||[Feb. 27th, 2006|12:41 pm]
Sorry that i didn't post anything in a few days. I really wasnt home for most of the weekend.
We went to the OLOTEAS 10 year anniversary on Saturday. It was very good for me to get away and have a chance to de-stress. We swam in a heated indoor pool. It allowed my nerves as well as my body to unwind. I think that I was able to release alot of the emotion from lastweek. The circle was totally beautiful. It made me understand that we have a long way to go as a coven. I would love to have us all be able to recite the rituals that we do from memory instead of having cheat sheets. I am hoping to take the rest of the coven to the next public rit that they do.. I want to show everyone that has not seen a well preformed rit what one looks like. I know that we have the ability to do this... we are just sooooo full of those that are new to the craft. I am totally scared that I do not have the ability to teach or lead them. I know that this is unfounded. If they did not have faith in me... they would not be here. I know that I am just venting. The day that I feel that I am worthy of leading this coven will be the day that I step down.
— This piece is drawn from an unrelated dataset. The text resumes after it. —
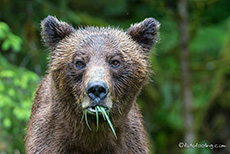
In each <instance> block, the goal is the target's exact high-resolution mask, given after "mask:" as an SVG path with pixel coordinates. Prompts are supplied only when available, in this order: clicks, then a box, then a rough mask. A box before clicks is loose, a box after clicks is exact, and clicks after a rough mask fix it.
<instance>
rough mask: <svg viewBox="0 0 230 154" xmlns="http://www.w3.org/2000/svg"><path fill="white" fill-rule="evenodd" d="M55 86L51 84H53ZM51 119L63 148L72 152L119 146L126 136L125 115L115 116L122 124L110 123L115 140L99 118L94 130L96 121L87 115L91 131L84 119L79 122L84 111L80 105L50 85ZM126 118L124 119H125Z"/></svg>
mask: <svg viewBox="0 0 230 154" xmlns="http://www.w3.org/2000/svg"><path fill="white" fill-rule="evenodd" d="M53 83H54V82H53ZM51 96H52V105H51V117H53V118H52V120H53V123H54V125H55V128H54V129H55V132H57V133H56V134H55V135H56V138H57V139H59V140H64V141H67V142H66V145H68V147H71V148H72V149H74V148H77V149H82V151H86V150H91V151H89V152H93V151H99V150H100V149H101V148H105V147H107V148H109V147H110V146H111V147H114V146H113V145H114V144H118V145H122V142H124V141H123V138H122V136H123V135H122V134H123V133H125V131H124V130H125V127H126V124H127V122H128V120H127V114H126V115H123V116H122V118H121V115H120V114H119V115H117V116H118V117H119V118H118V119H122V121H119V120H118V121H116V122H117V124H116V122H114V121H112V120H113V119H117V117H114V118H113V119H111V121H112V123H113V126H114V129H115V131H116V135H117V137H118V139H116V138H115V136H114V134H113V132H112V130H111V128H110V127H109V124H108V123H107V122H106V121H104V119H103V118H102V117H100V119H99V128H98V131H96V119H95V117H92V115H88V123H89V125H90V128H91V130H90V129H89V128H88V126H87V125H86V122H85V119H82V115H83V111H82V108H81V107H80V104H78V103H77V101H76V99H75V98H74V97H73V96H72V95H71V94H70V95H67V94H66V93H63V92H62V91H60V90H58V89H57V88H56V86H54V85H52V86H51ZM124 116H125V117H124Z"/></svg>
About my drop.... I was able to feel completely recovered after Saturday. I dont think that this would have been soooo bad if I had not bee dealing with all the emotional crap that was going on this last week.
Nick..... my poor son... He has been assulted again at school... BUT!!! This time there was an adult there!!! The school is calling the police and filing this as an assult. I will make sure that the charges are pushed to the legal limit that is possible. I am soooooooo Sick of Nick being the target for shit at school. He is home now. He needs me.